Wichtig hierbei ist, dass Mehrfachunterzeichnungen (also für mehr als eine Partei und/oder Wählergruppe) vom Wahlausschuss für ungültig zu erklären und von der Zahl der notwendigen Unterschriften abzuziehen sind. Außerdem können notwendige Unterstützungsunterschriften nicht "auf der Straße" eingesammelt werden sondern sind vom Tag nach der Einreichung des Wahlvorschlags bis spätestens zur vom Wahlleiter bekannt gegebenen Eintragungsfrist auf den bei der Stadt Jena ausgelegten Unterstützungslisten unter Angabe des Vor- und Nachnamens, der Anschrift und des Geburtsdatums einzutragen und es ist eine eigenhändige Unterschrift der Unterstützers zu leisten.

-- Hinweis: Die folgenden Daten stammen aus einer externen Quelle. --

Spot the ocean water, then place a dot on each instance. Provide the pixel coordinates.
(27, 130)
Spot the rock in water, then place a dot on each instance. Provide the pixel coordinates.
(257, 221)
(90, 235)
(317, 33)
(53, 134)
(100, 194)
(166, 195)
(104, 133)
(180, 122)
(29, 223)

Der Wahlleiter fordert spätestens am 28. März 2014 durch öffentliche Bekanntmachung in ortsüblicher Weise zur Einreichung von Wahlvorschlägen auf. Die Wahlvorschläge können dann frühestens nach der öffentlichen Bekanntmachung im Amtsblatt der Stadt Jena und spätestens am 11. April 2014 eingereicht werden. Schließlich hat der Wahlleiter die vom Wahlausschuß als gültig zugelassenen Wahlvorschläge und Listen spätestens am 03 Mai 2014 im Amtsblatt der Stadt Jena öffentlich bekanntzumachen. In der Bekanntmachung werden die Wahlvorschläge in folgender Reihenfolge mit einer Listennummer versehen:

A) Rangfolge der Parteien, die im Thüringer Landtag vertreten sind, nach der bei der letzten Landtagswahl erreichten Stimmenzahl = 1.) CDU, 2.) Die Linke, 3.) SPD, 4.) FDP, 5.) B'90/Grüne etc.

B) sonstige Parteien und Wählergruppen, die aufgrund eines eigenen Wahlvorschlags im Stadtrat vertreten sind, nach der bei der letzten Wahl erreichten Stimmenzahl = Bürger für Jena,

C) sonstige Parteien und Wählergruppen nach dem Zeitpunkt der Einreichung des Wahlvorschlags; gehen mehrere Wahlvorschläge am selben Tag ein, so ist die alphabetische Reihenfolge des Kennworts maßgebend = ggf. Piraten, AfD, Freie Wähler u.s.w.

Man sieht: viel Bürokratie ist notwendig, wenn man eine eigene Liste aufstellen will, aber die Mühe lohnt sich, denn nur so kann man ggf. als Fraktion in den Stadtrat einziehen. Einzelkandidaten können  natürlich ebenfalls in den Stadtrat gewählt werden, haben aber kaum Rechte zur kommunalen Mitwirkung; bei der letzten Kommunalwahl sind in Jena als EInzelkandidaten in den Stadtrat eingezogen: Heike Seise (3.293 Stimmen) und Martin Michel (2.412 Stimmen).